Genealogy Gold - Obituary with lots of names!

Framlingham Weekly News: 31 August 1929 Obituary

Carrying out some Framlingham research today it is always great when you can find an obituary that has lots of family information and names – especially as the deceased had 17 children!
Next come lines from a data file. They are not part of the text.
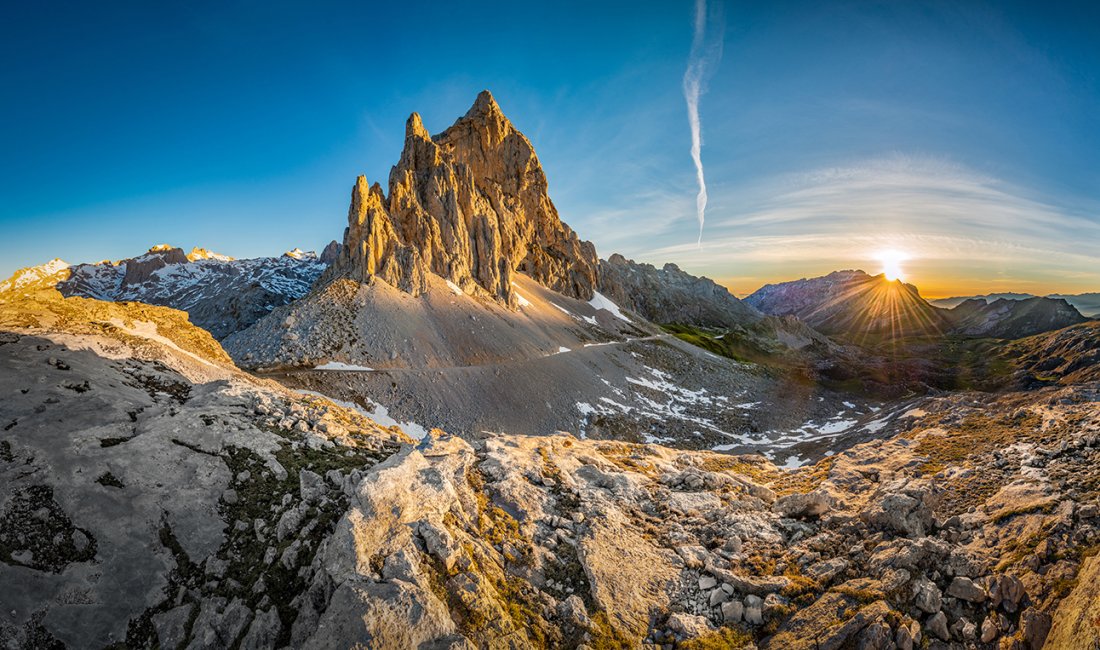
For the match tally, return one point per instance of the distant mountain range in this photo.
(220, 294)
(859, 307)
(458, 431)
(1087, 304)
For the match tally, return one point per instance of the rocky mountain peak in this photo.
(470, 206)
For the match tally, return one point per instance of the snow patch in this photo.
(601, 301)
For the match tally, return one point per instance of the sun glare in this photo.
(891, 263)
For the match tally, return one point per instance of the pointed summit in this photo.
(485, 106)
(470, 206)
(414, 128)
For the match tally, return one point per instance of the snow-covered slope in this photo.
(26, 281)
(221, 295)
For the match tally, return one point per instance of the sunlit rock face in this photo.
(469, 205)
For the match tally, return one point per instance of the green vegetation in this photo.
(109, 480)
(36, 532)
(722, 639)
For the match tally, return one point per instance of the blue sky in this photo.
(965, 134)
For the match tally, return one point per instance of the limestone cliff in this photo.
(469, 205)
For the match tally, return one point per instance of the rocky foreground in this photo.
(156, 496)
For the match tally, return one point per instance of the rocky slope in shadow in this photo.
(1012, 319)
(462, 282)
(470, 206)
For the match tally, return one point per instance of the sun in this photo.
(891, 260)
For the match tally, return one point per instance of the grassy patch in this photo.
(36, 532)
(721, 639)
(109, 480)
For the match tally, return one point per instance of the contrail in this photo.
(703, 57)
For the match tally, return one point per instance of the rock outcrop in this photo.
(1012, 319)
(669, 295)
(853, 305)
(134, 453)
(469, 205)
(220, 294)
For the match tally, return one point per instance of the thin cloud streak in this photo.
(946, 217)
(701, 62)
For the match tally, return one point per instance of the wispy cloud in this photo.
(705, 53)
(952, 221)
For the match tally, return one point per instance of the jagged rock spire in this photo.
(469, 205)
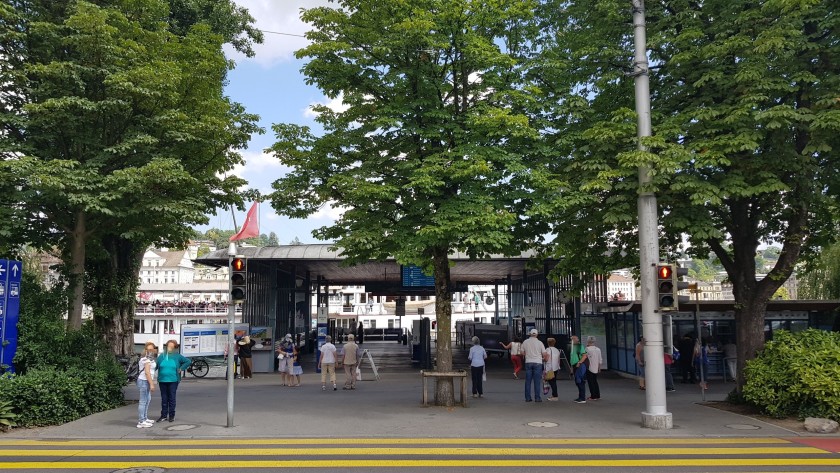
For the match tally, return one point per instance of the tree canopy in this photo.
(745, 119)
(426, 157)
(118, 138)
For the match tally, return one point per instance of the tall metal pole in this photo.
(231, 339)
(655, 415)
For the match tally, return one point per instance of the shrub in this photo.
(8, 418)
(796, 374)
(47, 396)
(62, 375)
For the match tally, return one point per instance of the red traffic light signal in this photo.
(238, 264)
(665, 287)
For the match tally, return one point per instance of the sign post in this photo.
(10, 276)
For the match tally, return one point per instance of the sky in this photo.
(271, 85)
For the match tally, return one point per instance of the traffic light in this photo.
(665, 287)
(238, 279)
(680, 285)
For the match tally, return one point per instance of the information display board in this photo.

Ann HALL died on 25 Aug 1929 in Framlingham, Suffolk, England

Endeared to the hearts of everyone as a woman of an exceptionally lovable disposition and charming personality, the announcement of the death of Mrs. Hall, wife of Mr. George hall, Double Street, was received with widespread expressions of regret and sympathy. Deceased was the mother of seventeen children, twelve of who are living. At the funeral on Thursday, the majority of them were among the following mourners present:- The husband, Messrs. Charles, Henry, Arthur, Frank, Percy and Stanley Hall (sons), Mrs. Walter Read and Mrs. Arthur Sullivan (daughters), Mr W. Hall, Saxmundham (brother-in-law), Mrs W. Brooks, Ipswich (niece), Mr Stephen and Miss Mary Sullivan (grandson and granddaughter), Mrs. C. Hall, Mrs A. Hall, Mrs P. Hall, and Mrs S. Hall, (daughters-in-law), Mr W. Read and Mr F. Davey (sons-in-law). Floral tributes were from – The husband, Charlie, Laura, Gladys and Jim, Minnie and Walter, Alice and family, Henry and family, frank and family, Gertie, Fred and Wallie, Arthur and Florrie, Percy and Gertie, Stanley and Ella, Uncle Harry, Elsie and Will, Cousin Nellie, Mr and Mrs John Self, Miss Pepper, Mrs Newson and family, Mrs Merritt, Mr and Mrs W. Green, Mrs Reeve and family, Mrs Leek and Mrs Neeve. Mr George Hall and family wish to express sincere thanks for kind expressions of sympathy and for floral tributes.